Social media scams to look out for

04 Dec
December 4, 2014

The use of social media has shot through the roof lately with millions of people signing up for sites like Twitter and Facebook to keep updated with all the latest and ‘socialise’ with others. While various measures are taken to secure your account, people will always find loopholes in the system and won’t hesitate to take advantage of them if they think they can profit themselves.

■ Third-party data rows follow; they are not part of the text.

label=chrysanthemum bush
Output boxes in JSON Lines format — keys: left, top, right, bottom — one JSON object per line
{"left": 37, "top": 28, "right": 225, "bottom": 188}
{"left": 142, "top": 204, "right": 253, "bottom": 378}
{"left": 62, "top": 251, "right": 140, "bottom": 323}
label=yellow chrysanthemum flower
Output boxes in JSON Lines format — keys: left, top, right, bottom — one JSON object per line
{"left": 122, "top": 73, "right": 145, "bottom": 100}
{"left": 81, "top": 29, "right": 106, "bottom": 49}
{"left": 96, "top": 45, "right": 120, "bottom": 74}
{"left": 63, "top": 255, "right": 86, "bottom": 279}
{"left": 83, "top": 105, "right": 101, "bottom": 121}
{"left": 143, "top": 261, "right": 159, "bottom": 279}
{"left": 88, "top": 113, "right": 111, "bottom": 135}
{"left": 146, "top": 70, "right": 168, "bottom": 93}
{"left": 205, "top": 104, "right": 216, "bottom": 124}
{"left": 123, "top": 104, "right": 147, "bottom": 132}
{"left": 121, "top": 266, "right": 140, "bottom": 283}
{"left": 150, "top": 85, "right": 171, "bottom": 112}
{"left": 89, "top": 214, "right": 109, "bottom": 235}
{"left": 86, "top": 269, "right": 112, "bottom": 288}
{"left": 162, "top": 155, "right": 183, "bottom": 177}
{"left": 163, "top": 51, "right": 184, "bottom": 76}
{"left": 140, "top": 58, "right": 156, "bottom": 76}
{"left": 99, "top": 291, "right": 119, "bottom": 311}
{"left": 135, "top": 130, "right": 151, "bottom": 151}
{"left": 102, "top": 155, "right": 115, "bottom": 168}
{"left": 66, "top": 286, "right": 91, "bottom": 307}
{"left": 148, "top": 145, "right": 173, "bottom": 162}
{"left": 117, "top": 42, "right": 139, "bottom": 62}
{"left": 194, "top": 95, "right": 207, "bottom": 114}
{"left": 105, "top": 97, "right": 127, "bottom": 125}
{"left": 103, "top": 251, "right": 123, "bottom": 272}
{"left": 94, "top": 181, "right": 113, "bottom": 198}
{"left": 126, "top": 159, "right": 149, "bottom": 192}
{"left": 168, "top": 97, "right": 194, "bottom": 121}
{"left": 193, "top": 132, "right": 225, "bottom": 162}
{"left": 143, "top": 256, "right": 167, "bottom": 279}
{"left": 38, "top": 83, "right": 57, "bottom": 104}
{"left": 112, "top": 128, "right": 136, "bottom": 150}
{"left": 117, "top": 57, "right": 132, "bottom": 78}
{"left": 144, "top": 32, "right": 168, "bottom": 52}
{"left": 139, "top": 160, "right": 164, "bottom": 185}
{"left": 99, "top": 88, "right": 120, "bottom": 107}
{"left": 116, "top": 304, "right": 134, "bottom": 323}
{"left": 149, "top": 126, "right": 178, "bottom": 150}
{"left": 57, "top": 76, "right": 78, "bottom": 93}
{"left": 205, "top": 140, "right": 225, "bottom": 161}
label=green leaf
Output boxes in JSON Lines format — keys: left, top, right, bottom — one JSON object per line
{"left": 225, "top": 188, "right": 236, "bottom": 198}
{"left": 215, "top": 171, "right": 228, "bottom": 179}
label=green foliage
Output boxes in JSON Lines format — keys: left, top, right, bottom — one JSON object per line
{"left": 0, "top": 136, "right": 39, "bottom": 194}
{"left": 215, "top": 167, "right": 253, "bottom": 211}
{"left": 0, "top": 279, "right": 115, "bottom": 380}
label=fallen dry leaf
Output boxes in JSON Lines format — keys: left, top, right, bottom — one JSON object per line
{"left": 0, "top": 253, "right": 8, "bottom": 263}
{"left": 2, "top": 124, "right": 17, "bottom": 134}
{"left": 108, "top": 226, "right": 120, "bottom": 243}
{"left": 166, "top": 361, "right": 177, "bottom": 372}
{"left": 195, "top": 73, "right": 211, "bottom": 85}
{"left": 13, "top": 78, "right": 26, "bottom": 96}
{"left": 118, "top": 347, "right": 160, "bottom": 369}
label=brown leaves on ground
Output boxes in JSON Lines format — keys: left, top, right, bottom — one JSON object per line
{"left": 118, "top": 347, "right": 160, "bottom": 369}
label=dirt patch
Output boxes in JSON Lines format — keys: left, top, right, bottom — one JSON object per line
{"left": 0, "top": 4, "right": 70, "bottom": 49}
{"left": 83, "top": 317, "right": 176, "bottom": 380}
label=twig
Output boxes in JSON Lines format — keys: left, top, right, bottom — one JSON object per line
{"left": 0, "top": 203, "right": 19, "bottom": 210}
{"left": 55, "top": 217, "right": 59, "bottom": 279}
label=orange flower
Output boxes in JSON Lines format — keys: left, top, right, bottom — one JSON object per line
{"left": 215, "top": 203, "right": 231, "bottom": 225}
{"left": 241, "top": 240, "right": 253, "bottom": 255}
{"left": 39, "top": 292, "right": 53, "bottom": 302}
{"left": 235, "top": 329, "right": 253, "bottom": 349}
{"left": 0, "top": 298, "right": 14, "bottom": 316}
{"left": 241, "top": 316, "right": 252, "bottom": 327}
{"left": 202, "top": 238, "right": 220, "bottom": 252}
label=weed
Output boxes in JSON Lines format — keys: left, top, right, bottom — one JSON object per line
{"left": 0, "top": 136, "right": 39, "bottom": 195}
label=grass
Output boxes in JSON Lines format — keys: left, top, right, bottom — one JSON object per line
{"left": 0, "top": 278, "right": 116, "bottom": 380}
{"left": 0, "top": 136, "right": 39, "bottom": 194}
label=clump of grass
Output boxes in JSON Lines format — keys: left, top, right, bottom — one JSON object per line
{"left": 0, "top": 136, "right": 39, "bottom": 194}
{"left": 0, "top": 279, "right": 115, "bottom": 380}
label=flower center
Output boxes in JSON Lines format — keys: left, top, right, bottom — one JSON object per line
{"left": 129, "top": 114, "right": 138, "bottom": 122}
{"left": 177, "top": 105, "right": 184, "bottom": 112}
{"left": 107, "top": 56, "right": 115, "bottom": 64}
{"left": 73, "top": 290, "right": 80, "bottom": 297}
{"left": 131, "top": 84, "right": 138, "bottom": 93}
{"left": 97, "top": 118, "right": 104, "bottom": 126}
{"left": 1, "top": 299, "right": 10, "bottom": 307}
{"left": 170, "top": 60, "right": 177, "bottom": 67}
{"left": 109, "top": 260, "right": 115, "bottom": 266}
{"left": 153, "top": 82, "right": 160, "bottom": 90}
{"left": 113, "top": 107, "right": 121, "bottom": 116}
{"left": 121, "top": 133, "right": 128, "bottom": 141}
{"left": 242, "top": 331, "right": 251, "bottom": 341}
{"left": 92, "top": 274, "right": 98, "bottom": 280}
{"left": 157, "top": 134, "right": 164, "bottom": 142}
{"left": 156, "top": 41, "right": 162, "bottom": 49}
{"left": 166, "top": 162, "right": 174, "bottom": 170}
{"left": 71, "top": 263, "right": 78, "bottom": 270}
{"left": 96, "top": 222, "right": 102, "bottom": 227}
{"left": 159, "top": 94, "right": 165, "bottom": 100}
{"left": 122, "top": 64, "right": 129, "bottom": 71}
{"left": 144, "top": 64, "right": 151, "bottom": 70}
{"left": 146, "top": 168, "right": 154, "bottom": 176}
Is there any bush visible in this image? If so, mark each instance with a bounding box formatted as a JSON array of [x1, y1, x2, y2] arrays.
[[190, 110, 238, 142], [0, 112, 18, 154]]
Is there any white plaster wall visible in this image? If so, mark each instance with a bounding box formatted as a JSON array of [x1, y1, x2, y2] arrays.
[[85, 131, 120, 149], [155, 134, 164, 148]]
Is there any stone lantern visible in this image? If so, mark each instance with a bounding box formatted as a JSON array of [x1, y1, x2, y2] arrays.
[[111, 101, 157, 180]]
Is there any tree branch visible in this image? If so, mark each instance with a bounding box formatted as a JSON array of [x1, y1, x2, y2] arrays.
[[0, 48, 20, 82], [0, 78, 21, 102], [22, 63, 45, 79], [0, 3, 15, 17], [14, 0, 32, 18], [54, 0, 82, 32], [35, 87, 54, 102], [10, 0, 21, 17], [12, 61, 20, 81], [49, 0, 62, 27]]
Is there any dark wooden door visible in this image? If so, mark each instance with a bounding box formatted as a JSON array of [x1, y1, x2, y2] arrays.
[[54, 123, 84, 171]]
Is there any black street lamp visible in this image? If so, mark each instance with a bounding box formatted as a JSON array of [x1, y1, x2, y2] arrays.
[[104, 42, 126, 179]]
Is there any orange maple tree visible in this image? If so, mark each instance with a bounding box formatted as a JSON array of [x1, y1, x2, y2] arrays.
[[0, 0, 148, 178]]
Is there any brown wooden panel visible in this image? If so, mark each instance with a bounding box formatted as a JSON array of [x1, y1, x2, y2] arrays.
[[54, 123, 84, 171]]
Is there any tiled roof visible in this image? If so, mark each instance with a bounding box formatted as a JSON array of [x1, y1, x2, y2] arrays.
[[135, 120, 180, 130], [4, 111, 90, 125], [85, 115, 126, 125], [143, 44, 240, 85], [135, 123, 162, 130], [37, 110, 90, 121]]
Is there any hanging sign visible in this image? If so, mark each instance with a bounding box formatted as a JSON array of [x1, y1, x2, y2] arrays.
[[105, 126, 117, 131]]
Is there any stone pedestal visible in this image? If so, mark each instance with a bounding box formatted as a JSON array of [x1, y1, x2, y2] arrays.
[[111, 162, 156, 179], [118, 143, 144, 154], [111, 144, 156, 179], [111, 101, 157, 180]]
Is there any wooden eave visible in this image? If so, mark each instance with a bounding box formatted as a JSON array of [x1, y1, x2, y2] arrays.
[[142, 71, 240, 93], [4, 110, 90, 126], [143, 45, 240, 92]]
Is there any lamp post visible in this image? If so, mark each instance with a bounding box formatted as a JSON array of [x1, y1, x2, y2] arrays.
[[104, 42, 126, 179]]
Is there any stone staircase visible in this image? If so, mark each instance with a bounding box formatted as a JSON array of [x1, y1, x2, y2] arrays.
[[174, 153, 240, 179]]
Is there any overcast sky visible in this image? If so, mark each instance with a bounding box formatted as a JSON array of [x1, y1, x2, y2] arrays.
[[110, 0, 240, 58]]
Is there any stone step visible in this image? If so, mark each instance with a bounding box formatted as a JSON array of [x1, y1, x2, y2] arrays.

Here are a few scams which you need to look out for in order to protect your account:

1) Cash Grabs: When someone sends you a friend request, you usually simply accept their invite. However, be careful of who you accept as they may be simply looking to scam you by making their profile look attractive, leading you to accept their invite. If you have no mutual friends and can’t recognise the person, then consider staying away from them. They may be simply looking into scamming you by asking you for some cash. Some of these scammers may have infiltrated one of your real friends’ computers with malware which will get hold of all of their contacts and forwards a message/email to the rest of the contacts, without their knowledge. In this message the scammer will urgently ask for some money. This message will be sent by the hacker, acting as your friend hoping one of their contacts will fall for the scam.
2) Hidden Charges: For this scam, you will be tempted into participating in a quiz which all your friends supposedly took something along the lines of “What type of footballer are you? Take our quiz now and compare you answers with your friends’!” You’ll then give them your mobile number, after which you will receive a text message which you have to pay for! You may have also just subscribed to a service which charges a monthly fee.
3) Phishing Requests: This scam will tempt you into clicking on an enclosed link such as a picture, supposedly of you: ‘Look at how ridiculous you look in this photo!’ After clicking you will be asked to enter your account information, meaning the scammer now has your social media password as well as control of your account. The reason why people don’t realise they’ve been hacked is because the link you would have clicked from Facebook/Twitter will take you to a fake page which looks exactly like the social media site. This type of attack is called phishing.
These are very common attacks which are circulating the net at the moment. Always double check suspicious links/contact requests or anything which looks too good to be true.